Analysis: Children's trusts get a reality check

Tuesday, November 4, 2008

The Audit Commission last week attacked the current state of children's trusts, prompting serious questions about what the future holds. Lauren Higgs investigates.

Berated by the Audit Commission and exposed to public scrutiny, it's been a tough week for children's trusts. Accused of failing to improve outcomes for children and young people five years on from the death of Victoria Climbie, the very purpose of children's trusts has been called into question.

The sector's response to the contentious report, Are we there yet?, has been defensive. Children's minister Beverley Hughes attacked the watchdog for publicising findings that are almost a year old and Les Lawrence, chair of the Local Government Association (LGA) Children and Young People Board, claimed the report passes judgement prematurely, given many children's trusts have only been running for six months.

But although representatives from central and local government have questioned elements of the Audit Commission report, few have denied that children's trusts face significant challenges.

So will revised government guidance and measures to reinforce cooperation smooth the road for children's trusts?

Maggie Atkinson, president of the Association of Directors of Children's Services (ADCS), believes several of the report's suggestions make sense. She supports using the Centre for Excellence and Outcomes to share children's trust best practice and says trusts do need to focus more on commissioning.

She is hopeful that new legislation will improve engagement with key partners, including schools. "The role of schools in the children's trust at an operational level must be better defined," she concedes.

Engaging with partners

Caroline Abrahams, programme director for children and young people at the LGA, also highlights commissioning as a key concern for children's trusts.

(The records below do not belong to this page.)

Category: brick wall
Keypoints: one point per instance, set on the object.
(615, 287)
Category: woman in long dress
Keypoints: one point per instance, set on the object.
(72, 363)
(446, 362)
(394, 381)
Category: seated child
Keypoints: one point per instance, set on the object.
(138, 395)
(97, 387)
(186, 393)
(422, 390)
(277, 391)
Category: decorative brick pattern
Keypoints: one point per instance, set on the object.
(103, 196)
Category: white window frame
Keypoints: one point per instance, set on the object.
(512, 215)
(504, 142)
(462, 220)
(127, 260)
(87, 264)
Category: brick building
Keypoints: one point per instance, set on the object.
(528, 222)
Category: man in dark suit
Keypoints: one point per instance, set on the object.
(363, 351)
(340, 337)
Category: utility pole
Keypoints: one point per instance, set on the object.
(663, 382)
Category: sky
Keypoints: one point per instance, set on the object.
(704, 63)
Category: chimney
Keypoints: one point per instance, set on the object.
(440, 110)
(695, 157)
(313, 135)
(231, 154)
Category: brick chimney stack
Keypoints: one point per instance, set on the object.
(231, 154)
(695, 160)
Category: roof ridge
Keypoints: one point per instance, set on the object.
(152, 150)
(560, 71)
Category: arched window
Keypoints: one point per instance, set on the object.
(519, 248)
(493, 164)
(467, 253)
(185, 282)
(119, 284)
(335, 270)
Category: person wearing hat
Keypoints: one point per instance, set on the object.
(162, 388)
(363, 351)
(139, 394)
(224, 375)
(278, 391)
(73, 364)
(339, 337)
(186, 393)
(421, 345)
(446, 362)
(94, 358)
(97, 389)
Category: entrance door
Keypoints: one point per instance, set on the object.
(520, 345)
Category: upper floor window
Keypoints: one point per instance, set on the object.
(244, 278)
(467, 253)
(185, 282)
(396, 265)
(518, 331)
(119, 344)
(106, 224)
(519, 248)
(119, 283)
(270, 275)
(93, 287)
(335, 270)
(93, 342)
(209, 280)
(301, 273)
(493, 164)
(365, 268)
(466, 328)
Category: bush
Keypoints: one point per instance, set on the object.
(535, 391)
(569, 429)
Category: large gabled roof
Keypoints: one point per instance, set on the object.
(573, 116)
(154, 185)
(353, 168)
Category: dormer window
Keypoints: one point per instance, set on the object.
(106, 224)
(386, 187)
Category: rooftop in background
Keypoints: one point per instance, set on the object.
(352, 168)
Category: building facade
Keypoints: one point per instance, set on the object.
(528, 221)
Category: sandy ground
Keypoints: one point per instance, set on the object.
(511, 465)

But more importantly, she adds, frontline staff must translate decisions from senior figures in children's trusts into reality on the ground.

Jan Leightly, director of children's services at children's charity Action for Children, believes the voluntary and community sector is best placed to do just that. She denies that the third sector have been more difficult to engage than other trust partners and says the key to getting buy-in from charities is consulting them properly on what they can offer. "It is a challenge to involve the voluntary sector because it is so diverse, but the sector is well placed to deal with issues that affect the most vulnerable children," she says.

But the onus is not only on the voluntary sector to develop their role in children's trusts. Schools are another key partner highlighted by the watchdog as insufficiently engaged.

The government has also recognised this issue and a spokeswoman for the Department for Children, Schools and Families (DCSF) says there is "overwhelming support" for plans to extend the duty to cooperate in trusts to schools.

Ben Thomas, national officer for education and children's services at Unison, says engagement with schools in children's trusts is "bound to be a mixed picture", due to the sheer number of schools. He says there are local authorities that engage schools successfully but claims, as the report does, that confused government guidance has slowed progress.

Despite this, he is hopeful legislation holds the key to children's trust relationships. "Extended services have fostered better integrated working in schools so things can only get better," he says.

The DCSF plans to publish revised guidance for children's trusts on 18 November. Legislative changes are imminent too, with children's trust boards likely to become a legal requirement and schools liable to become statutory partners.

Whether these changes will drive improvements remains to be seen. It is perhaps too early to answer the question, are we there yet? The true test depends on the next, not the past, five years.


April 2001 - The government announces a public inquiry into the death of Victoria Climbie, headed by Lord Laming

July 2003 - Children's minister Margaret Hodge unveils 35 children's trust pathfinders to test the feasibility of integrated working

September 2003 - Every Child Matters green paper is published

March 2004 - Education and Skills Secretary Charles Clarke announces children's trusts to be adopted nationwide as part of The Children's Bill

March 2006 - Children's minister Beverley Hughes and care services minister Liam Byrne launch a guide to joint planning and commissioning for children's trusts

April 2008 - Deadline for all local authorities to operate children's trusts arrangements

July 2008 - Children's Secretary Ed Balls announces government plans to strengthen children's trusts

October 2008 - Audit Commission report: Are we there yet? says children's trusts are plagued by confusion.